Synthetic graphite is a manufactured product made by high-temperature treatment of amorphous carbon materials. In the United States, the primary feedstock used for making synthetic graphite is calcined petroleum coke and coal tar pitch, both of which are composed of highly graphitizable forms of carbon.
The manufacturing process consists of various mixing, molding, and baking operations followed by heat-treating to temperatures between 2500 C and 3000 C. The ultra high heat treatment temperature is required to drive the solid/solid, amorphous carbon-to-graphite phase transformation. The morphology of most synthetic graphite varies from flakey in fine powders to irregular grains and needles in coarser products.
Synthetic graphite is processed at ultra high temperatures, and impurities contained in the precursor carbons are significantly reduced in concentration during processing. This occurs as a result of the high temperature vaporization of volatile impurities, which at the process temperatures utilized includes most metal oxides, sulfur, nitrogen, hydrogen, and all organic components that were part of the original petroleum or coal tar pitch.

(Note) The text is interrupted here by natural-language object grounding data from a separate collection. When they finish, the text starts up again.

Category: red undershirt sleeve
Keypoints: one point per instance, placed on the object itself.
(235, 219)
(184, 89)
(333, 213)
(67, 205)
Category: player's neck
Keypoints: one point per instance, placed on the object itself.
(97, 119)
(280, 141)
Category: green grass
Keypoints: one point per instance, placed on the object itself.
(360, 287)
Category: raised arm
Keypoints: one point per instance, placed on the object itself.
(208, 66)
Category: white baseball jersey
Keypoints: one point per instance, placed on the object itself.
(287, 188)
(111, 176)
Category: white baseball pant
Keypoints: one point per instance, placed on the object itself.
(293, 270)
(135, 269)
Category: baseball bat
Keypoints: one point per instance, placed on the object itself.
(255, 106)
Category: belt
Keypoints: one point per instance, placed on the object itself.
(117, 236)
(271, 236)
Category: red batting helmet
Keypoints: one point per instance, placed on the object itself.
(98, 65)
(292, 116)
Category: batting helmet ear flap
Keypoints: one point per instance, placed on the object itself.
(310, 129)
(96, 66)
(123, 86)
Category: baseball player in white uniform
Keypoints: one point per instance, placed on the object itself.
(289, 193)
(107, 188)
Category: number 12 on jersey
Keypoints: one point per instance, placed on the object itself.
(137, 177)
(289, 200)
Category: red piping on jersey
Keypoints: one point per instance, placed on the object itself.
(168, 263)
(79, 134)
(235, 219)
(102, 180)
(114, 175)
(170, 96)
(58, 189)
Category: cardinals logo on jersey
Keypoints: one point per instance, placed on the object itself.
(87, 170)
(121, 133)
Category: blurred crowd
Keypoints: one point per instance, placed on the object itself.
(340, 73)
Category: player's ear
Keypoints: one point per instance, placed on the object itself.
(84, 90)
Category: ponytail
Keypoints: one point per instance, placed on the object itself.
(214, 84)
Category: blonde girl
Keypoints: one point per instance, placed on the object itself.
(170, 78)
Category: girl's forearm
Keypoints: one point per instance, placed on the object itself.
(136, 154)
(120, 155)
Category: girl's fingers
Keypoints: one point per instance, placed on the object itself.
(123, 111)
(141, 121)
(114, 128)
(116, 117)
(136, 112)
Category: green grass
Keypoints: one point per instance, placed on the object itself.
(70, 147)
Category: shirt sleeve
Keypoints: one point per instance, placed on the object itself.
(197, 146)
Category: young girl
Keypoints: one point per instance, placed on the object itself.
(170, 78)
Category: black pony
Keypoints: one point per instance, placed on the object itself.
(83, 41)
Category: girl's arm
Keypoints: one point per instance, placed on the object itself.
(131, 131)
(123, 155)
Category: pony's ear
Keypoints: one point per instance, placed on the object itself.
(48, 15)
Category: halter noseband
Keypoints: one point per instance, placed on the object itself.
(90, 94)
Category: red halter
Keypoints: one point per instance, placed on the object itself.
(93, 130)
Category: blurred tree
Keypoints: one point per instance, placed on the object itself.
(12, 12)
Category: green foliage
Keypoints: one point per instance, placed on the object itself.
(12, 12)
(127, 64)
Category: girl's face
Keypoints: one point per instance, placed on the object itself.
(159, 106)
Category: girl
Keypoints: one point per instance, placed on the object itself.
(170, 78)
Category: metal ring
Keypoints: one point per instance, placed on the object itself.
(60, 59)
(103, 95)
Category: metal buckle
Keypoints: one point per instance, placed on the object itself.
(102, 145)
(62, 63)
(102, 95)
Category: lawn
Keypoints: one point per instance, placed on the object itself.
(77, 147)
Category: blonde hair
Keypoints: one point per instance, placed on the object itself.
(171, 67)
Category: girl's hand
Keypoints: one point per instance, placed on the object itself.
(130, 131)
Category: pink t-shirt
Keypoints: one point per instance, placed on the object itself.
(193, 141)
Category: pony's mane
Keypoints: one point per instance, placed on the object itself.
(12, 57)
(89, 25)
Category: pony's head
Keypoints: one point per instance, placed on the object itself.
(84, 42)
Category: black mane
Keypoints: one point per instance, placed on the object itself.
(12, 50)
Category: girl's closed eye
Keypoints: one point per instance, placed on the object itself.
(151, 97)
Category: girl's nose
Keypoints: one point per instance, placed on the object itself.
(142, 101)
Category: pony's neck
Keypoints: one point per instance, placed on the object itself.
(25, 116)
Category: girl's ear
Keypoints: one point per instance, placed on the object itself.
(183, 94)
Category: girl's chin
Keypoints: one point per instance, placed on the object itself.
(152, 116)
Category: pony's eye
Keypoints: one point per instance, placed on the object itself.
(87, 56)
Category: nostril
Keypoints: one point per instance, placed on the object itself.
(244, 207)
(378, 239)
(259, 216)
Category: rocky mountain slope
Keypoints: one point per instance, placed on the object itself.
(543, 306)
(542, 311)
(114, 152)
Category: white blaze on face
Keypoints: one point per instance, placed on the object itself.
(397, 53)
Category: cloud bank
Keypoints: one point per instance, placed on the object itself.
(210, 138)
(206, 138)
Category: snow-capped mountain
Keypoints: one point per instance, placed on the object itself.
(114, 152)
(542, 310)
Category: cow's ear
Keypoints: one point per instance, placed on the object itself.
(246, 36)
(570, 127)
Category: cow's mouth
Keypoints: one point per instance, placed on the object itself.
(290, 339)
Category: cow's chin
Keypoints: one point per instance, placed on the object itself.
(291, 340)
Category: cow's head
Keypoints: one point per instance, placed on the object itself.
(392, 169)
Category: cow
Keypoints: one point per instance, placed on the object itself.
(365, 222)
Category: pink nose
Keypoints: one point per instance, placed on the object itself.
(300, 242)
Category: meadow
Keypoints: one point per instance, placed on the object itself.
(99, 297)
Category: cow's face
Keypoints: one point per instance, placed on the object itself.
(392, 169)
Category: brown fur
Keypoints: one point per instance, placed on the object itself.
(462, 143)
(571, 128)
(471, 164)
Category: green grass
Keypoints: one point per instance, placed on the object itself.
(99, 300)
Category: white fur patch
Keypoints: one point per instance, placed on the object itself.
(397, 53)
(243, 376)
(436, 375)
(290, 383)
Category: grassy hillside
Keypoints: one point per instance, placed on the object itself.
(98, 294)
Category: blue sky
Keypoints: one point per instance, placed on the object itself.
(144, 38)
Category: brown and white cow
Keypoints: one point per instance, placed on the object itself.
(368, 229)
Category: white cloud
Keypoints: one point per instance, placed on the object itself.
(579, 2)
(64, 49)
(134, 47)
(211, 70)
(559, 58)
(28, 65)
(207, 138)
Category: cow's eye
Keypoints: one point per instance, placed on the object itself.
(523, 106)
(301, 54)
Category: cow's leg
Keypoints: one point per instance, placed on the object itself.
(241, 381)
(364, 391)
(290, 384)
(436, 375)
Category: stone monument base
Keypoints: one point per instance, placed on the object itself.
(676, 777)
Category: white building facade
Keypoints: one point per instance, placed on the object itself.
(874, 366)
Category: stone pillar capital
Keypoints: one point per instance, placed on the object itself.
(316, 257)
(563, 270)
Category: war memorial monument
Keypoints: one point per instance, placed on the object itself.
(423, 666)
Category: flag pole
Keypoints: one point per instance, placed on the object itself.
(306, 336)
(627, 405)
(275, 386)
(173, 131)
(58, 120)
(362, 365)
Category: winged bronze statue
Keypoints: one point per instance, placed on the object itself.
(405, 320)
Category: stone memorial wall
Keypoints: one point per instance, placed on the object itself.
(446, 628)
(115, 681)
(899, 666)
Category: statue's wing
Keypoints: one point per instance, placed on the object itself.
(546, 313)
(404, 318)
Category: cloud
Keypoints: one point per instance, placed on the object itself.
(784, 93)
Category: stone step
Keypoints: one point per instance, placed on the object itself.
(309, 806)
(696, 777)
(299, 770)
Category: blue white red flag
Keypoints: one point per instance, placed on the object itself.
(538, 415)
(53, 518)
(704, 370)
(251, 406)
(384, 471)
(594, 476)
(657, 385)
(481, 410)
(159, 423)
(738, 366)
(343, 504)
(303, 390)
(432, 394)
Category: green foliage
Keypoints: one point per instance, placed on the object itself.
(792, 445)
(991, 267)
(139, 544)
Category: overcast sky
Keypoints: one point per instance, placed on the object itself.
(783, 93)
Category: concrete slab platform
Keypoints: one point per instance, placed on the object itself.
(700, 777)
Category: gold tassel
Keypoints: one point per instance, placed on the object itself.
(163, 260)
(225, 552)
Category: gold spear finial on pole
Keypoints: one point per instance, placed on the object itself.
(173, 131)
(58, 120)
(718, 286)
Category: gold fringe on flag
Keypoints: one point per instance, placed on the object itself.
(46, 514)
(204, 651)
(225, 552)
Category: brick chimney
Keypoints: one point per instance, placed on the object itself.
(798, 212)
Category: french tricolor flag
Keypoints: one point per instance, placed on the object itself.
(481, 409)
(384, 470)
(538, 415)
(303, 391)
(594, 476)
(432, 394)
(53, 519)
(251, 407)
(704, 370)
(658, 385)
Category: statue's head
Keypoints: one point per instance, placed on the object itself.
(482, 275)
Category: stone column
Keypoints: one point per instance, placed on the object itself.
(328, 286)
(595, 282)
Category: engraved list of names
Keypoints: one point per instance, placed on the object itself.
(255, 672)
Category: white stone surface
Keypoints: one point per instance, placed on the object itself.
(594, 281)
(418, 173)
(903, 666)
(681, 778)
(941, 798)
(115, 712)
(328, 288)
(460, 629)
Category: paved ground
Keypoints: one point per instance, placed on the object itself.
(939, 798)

As a result of this thermal treatment, virtually all synthetic graphite products are high purity. Synthetic graphite is available in particle sizes from 2-micrometer powders to 2 cm pieces. Purities are typically 99+% carbon. Synthetic graphite is used in many applications including but not limited to friction, foundry, electrical carbons, fuel cell bi-polar plates, coatings, electrolytic processes, corrosion products, conductive fillers, rubber and plastic compounds, and drilling applications.